Lelaki lemah, mengenakan kaca mata, berpenampilan cupu, dan hidup dalam keterbatasan bersama Ayahnya. Dia bernama Lee Min Hae, yang akrab dipanggil Lee. Selama sekolah SMA, dia selalu saja mendapat perlakuan buruk dari teman-temannya. Seperti halnya sekarang, dia menerima bogem mentah dari tiga murid pemain baseball karena tak menyukai Lee.
"Awas saja kalau mengadu atau membuat Cindy bersimpati lagi denganmu! Sudah kukatakan ratusan kali, jangan dekati Cindy! Dasar tuli!" Kembali tendangan dilayangkan oleh Randy ke perut Lee yang sudah terkapar kesakitan.
"Sudah, Bro. Kalau kita hajar terus bisa mati, tuh, orang!" kata seorang sahabat Randy sambil menarik lengannya.
"Oke, cukup untuk hari ini. Awas saja kalau macam-macam!" kata Randy yang kemudian pergi bersama dua orang lainnya.
Lee ditinggalkan sendirian. Merasakan luka di sekujur tubuhnya dan masih meringkuk kesakitan di halaman belakang sekolah. Dia selalu saja menjadi bulan-bulanan ketiga murid populer tadi. Entah mengapa, nasib buruk selalu menimpa Lee karena dirinya bukan orang kaya.
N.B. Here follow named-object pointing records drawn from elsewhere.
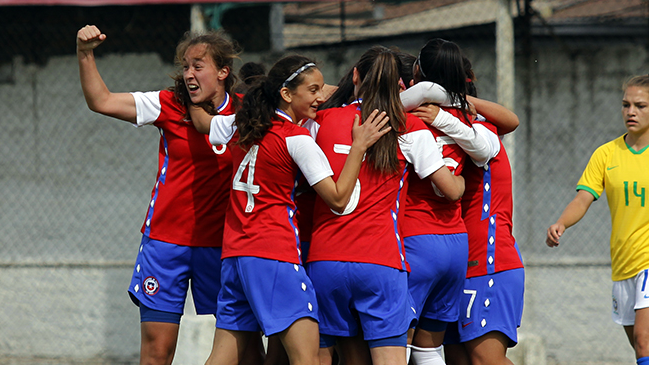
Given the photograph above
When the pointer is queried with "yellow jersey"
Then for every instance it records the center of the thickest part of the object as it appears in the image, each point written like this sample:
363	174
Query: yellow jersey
624	173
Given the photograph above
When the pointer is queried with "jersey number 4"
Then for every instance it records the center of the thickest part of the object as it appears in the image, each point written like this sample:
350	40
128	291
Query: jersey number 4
248	186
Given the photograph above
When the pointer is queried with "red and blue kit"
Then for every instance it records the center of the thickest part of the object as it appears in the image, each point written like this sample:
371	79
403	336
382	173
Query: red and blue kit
183	229
369	229
261	221
487	209
189	199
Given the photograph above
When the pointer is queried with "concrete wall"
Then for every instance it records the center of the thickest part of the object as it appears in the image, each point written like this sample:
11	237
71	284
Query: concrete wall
74	188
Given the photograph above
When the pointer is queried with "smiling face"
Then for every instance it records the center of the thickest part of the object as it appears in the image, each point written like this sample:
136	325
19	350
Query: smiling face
203	78
303	102
635	110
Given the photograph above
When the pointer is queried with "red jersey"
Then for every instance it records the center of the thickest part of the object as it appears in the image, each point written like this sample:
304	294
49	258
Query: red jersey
261	220
487	210
189	199
427	211
368	231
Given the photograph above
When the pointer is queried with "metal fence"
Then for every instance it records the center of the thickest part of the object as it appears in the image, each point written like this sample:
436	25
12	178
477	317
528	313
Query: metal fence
74	185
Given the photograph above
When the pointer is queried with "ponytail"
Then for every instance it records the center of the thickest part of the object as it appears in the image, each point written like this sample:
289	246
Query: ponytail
442	62
378	69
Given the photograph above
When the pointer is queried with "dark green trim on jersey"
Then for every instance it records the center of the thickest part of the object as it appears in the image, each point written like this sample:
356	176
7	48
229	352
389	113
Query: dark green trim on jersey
586	188
634	151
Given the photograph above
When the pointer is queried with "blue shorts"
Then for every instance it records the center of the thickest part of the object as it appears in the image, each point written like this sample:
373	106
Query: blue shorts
162	275
351	293
437	272
261	294
490	303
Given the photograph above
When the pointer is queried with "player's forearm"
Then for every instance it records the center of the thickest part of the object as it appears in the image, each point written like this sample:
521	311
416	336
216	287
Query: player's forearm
504	119
575	210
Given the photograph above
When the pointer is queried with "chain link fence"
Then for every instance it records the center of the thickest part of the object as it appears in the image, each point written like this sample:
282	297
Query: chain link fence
74	185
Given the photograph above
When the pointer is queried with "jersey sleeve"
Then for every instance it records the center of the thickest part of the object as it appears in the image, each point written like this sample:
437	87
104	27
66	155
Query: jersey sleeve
309	157
420	149
147	106
592	179
222	129
489	132
424	92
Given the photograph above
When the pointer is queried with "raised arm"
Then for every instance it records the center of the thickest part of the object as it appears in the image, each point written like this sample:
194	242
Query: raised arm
423	93
220	128
481	147
575	210
337	193
504	119
98	97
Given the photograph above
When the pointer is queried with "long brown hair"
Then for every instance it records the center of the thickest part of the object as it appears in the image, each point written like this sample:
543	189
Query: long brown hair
260	102
443	63
639	81
378	69
222	51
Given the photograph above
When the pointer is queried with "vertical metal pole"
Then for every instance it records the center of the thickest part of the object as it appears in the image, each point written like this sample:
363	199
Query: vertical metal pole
277	27
505	65
342	22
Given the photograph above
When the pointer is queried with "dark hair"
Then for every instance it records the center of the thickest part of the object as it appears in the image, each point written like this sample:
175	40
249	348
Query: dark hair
222	51
407	63
343	95
639	81
260	102
442	62
378	69
470	78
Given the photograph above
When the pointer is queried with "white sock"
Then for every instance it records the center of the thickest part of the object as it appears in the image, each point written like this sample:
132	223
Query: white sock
426	356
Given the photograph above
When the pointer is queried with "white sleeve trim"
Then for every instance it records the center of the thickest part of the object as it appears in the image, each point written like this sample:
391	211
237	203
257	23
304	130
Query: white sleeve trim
147	107
492	140
222	129
475	144
420	149
424	92
309	158
312	126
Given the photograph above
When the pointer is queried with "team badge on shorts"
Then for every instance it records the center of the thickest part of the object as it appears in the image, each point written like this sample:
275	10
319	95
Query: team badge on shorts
151	285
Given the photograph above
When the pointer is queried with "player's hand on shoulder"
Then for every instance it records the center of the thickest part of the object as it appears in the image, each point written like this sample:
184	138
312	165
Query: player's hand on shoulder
374	127
427	113
554	233
88	38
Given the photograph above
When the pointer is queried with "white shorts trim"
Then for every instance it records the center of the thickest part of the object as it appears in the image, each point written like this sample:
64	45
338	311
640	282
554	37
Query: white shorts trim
629	295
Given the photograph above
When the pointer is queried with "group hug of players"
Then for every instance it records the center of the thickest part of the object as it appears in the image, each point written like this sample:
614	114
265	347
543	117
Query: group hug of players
369	222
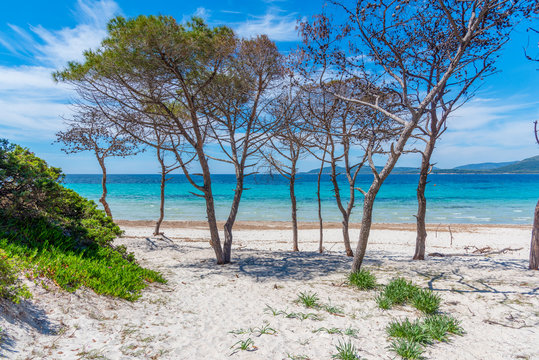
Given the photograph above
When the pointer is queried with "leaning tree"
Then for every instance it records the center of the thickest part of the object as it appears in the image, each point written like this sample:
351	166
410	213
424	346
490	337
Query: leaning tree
534	247
384	46
152	66
89	130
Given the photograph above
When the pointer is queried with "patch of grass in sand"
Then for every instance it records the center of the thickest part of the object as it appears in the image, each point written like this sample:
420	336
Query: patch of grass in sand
411	337
333	310
92	354
303	316
426	301
273	311
330	331
407	349
101	269
244	345
362	279
52	232
312	301
400	292
11	287
297	357
351	332
348	331
266	329
346	351
308	299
Beberapa saat kemudian, tanpa sengaja Cindy seorang murid wanita terkenal di sekolahan, lewat dan melihat Lee yang kesakitan di halaman belakang sekolah. Sontak saja wanita berparas cantik itu menghampiri.
"Astaga ... Lee, apakah itu kau? Apa yang terjadi?" kata Cindy yang panik dan berlari ke arah Lee yang masih terkapar.
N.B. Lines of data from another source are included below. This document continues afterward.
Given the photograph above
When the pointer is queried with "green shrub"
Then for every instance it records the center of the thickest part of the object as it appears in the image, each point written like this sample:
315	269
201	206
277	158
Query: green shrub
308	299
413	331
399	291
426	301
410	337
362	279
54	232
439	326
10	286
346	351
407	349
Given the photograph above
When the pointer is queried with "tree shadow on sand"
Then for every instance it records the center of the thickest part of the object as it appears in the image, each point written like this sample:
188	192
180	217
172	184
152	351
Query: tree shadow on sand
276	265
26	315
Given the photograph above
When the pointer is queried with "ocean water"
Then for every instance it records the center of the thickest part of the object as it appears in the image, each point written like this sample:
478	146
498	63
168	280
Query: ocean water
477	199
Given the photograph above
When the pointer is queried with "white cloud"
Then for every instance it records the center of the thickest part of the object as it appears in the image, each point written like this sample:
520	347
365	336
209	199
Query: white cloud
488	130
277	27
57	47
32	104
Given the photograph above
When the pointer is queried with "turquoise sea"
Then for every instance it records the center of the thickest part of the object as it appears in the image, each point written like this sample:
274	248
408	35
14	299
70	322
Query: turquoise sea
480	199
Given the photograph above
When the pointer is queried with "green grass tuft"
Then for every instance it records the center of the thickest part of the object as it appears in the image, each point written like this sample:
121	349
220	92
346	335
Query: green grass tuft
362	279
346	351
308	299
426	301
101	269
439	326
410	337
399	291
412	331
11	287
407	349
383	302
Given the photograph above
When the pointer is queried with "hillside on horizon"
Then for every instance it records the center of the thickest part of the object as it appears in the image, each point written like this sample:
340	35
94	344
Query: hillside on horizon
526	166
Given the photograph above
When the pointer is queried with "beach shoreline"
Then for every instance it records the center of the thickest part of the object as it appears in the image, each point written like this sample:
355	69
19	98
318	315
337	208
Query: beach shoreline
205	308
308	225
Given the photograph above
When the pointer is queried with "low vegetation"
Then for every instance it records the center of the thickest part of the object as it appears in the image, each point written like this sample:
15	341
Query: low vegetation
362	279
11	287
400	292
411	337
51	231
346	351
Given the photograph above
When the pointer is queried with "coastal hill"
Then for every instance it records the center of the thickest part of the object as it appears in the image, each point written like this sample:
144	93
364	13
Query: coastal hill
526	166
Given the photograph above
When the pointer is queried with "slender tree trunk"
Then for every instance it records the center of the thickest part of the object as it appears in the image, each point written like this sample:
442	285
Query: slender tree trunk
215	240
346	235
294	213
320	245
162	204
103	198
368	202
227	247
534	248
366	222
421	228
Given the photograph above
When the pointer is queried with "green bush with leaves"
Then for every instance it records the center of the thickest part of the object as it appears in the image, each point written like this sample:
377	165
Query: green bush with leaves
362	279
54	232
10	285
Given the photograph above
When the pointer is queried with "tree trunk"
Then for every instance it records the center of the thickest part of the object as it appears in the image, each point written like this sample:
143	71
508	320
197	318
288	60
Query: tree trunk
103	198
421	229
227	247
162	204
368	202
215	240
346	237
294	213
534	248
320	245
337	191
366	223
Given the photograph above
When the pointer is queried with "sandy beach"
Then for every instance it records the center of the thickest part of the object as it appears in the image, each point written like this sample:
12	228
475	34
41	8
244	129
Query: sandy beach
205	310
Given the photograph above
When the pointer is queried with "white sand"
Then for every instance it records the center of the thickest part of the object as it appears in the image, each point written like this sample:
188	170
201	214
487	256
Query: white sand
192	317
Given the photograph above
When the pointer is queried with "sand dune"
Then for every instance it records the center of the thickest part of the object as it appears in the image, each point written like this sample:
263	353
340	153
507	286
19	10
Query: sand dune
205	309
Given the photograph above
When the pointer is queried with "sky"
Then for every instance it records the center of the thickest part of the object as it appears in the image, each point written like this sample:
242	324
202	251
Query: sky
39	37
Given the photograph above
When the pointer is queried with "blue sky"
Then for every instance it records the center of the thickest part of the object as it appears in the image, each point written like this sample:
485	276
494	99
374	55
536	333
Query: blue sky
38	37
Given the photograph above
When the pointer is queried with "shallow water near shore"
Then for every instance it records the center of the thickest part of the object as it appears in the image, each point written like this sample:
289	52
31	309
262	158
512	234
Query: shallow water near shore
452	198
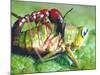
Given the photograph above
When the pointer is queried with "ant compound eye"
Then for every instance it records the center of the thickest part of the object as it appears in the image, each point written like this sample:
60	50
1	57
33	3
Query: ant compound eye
84	32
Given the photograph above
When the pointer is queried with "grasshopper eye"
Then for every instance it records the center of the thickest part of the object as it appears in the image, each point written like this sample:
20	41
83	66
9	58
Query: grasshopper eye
84	32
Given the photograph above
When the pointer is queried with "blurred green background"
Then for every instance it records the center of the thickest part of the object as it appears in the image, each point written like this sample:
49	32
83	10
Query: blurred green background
81	15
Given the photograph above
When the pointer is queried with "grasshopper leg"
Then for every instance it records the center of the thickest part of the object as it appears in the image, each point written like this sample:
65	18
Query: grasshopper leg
71	55
31	36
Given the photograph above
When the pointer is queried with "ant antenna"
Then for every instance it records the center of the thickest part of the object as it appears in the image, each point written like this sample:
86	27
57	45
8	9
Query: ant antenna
67	12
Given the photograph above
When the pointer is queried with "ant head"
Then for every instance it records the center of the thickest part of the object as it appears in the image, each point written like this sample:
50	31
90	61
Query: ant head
67	13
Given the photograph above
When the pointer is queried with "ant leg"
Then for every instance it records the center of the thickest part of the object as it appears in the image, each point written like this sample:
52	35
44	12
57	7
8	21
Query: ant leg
31	36
71	55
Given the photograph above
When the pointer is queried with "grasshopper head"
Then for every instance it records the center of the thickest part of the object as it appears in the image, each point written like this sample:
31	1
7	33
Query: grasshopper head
80	37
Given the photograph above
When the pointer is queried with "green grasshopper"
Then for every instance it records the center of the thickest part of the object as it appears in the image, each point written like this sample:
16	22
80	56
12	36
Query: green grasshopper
51	45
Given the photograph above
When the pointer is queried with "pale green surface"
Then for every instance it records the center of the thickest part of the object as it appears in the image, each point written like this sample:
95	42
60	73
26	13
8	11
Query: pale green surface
81	15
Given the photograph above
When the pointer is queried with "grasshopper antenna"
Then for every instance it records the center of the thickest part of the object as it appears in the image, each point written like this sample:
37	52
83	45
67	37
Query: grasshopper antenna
67	12
15	15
"J-jangan mendekat! A-aku tidak apa. Cindy, kumohon jangan dekat lagi denganku." lirih Lee yang mencoba bangkit berdiri.
"Kenapa Lee? Kita 'kan berteman sejak TK. Mengapa kamu seperti itu? Kalau ada permasalahan, ayo kubantu menyelesaikannya." ucap Cindy dengan mata berkaca-kaca menatap Lee, sahabatnya sejak kecil.
"Sekarang semua sudah berbeda. Lihat kamu dan aku berbeda jauh. Kamu wanita superstar di sekolah ini. Semua lelaki ingin mendekati bahkan ingin mendapatkanmu. Sedangkan aku? Aku hanya lelaki cupu, miskin, dan sering kena bully. Kita sudah tak bisa lagi berteman," jelas Lee sambil menahan air mata.
Mendengar perkataan Lee, Cindy merasa sakit hati. Dia tak pernah memikirkan hal itu karena berteman dengan Lee adalah ketulusan hatinya. Namun kali ini, Cindy merasa sangat sedih.
"Lee ... kenapa kamu ucapkan itu? Sedangkan aku tak pernah mempermasalahkannya." lirih Cindy kecewa..
"Mulai sekarang, kita bukan lagi teman, Cindy. Jangan dekati aku dan jangan kasihan denganku yang sudah menyedihkan ini!" gertak Lee dengan sisa tenaganya.
Cindy pun berlari meninggalkan Lee dengan air mata yang jatuh membasahi pipi. Hari itu, Lee kehilangan sahabat satu-satunya yang ia miliki demi menghindari Randy dan gerombolannya.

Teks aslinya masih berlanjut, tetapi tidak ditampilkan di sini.